The AI Tech Stack

The AI Revolution is here, and just getting started. We are in the first innings of what will be one of the biggest technological shifts in history. Our best example of a technological Revolution of this scale is probably The Internet Revolution that took place in the late 1990s and early 2000s.

The AI Tech Stack
Photo by Gerard Siderius / Unsplash

The AI Revolution is here, but it is just getting started. We are probably in the first inning of what will be one of the biggest technological shifts in history. Our best example of a technological Revolution of this scale is probably The Internet Revolution that took place in the late 1990s and early 2000s.

When the internet came along, a lot of people could see that it would change the world, but when the internet was in its very early stages (say 1995), it was hard to predict exactly where all of the value from the internet would accrue, and who would be the ultimate winners. Early winners included those who provided the infrastructure to support the internet and PCs, like Cisco, Intel, Sun Microsystems, etc. and also consumer-facing platforms like Yahoo and AOL.

However, we know now that the ultimate winners of the Internet Revolution ended up being companies like Google (GOOG), Amazon (AMNZ), and Meta (META), and two of those companies (GOOG and META) did not even come public until well after the dot com bubble burst.

Many of the dot com darlings that exploded in 1999 and 2000 ended up being total busts (Pets.com, Webvan, etc.), and yet it’s also ironic that the business models of Pets.com and Webvan ended up working out at much later dates.

Chewy (CHWY) essentially does the same thing that Pets.com aspired to do and Instacart (CART), Uber Eats (UBER), and DoorDash (DASH) all make lots of money doing grocery delivery, which was what Webvan did.

The point is that it is very hard to see into the future to see which companies will benefit from a technological revolution as big as the internet or AI. Even if you can see that a certain business model might work (e.g. online pet food or grocery delivery) using this new technology, the timing or the execution might be wrong and you could still go bust.

Thus, what we have created below is what we are calling the AI Tech Stack. In this, we have attempted to identify all of the different layers of technology and businesses that support, utilize, or benefit from AI, from the company mining copper for wires that go in data centers to end products like Tesla’s Optimus Robot.

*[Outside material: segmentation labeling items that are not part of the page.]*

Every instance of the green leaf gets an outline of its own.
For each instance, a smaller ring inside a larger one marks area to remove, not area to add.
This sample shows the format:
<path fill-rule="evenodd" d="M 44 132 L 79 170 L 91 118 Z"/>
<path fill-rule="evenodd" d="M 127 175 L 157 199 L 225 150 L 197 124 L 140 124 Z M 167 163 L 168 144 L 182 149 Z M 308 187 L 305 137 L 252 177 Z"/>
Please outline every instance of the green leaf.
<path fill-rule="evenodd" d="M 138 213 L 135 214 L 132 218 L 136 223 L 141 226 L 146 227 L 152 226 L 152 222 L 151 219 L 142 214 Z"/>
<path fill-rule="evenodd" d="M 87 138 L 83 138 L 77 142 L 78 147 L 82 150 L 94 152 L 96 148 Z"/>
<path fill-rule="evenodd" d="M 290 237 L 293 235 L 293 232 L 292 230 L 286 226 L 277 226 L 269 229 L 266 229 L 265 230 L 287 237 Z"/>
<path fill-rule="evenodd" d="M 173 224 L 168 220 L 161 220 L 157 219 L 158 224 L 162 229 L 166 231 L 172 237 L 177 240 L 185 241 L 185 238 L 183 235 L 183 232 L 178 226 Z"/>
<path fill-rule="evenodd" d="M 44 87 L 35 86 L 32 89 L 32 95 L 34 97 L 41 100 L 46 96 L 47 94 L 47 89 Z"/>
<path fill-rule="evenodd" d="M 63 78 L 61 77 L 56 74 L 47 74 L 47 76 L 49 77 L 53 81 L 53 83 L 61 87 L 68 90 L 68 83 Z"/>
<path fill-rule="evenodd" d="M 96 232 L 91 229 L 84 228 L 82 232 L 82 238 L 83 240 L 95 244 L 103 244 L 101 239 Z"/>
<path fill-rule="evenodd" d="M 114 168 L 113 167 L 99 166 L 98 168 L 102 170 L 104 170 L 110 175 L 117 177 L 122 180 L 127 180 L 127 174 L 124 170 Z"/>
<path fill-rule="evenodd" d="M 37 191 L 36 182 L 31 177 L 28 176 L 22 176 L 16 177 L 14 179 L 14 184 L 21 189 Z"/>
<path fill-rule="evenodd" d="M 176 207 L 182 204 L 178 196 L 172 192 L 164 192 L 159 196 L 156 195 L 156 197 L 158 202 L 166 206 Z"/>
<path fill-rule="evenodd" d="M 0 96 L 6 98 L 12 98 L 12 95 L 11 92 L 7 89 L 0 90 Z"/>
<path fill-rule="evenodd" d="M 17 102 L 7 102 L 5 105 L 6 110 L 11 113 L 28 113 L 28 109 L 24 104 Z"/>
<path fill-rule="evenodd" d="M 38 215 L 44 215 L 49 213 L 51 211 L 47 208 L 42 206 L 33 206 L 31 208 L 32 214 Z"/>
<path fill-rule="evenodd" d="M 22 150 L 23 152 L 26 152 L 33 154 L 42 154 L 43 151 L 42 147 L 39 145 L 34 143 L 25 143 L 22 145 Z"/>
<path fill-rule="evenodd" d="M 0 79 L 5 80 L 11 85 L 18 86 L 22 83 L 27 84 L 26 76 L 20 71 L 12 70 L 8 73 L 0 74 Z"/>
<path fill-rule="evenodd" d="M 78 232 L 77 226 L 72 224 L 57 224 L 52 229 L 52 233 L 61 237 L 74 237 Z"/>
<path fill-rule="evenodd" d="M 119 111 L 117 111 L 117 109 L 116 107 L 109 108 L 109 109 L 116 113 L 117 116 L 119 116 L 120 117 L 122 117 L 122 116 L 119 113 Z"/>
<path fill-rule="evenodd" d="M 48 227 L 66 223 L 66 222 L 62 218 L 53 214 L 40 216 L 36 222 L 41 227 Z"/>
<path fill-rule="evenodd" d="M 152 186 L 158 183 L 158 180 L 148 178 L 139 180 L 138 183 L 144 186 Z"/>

With this, we are not attempting to predict all of the winners and losers from AI just yet, but we think having this logical framework in place will help us more rapidly and accurately predict winners and losers as real-life trends start to emerge from the primordial AI soup. If we do this correctly, we can maximize our odds of investing in the Revolutionary companies that are attractively valued relative to the future value they will create using or because of AI. Moreover, we will avoid and/or short the companies that are bubbled up with AI hype or whose business models will likely be destroyed by AI.

You’ll see that the AI Tech Stack includes both new and existing technologies/businesses that will benefit from AI.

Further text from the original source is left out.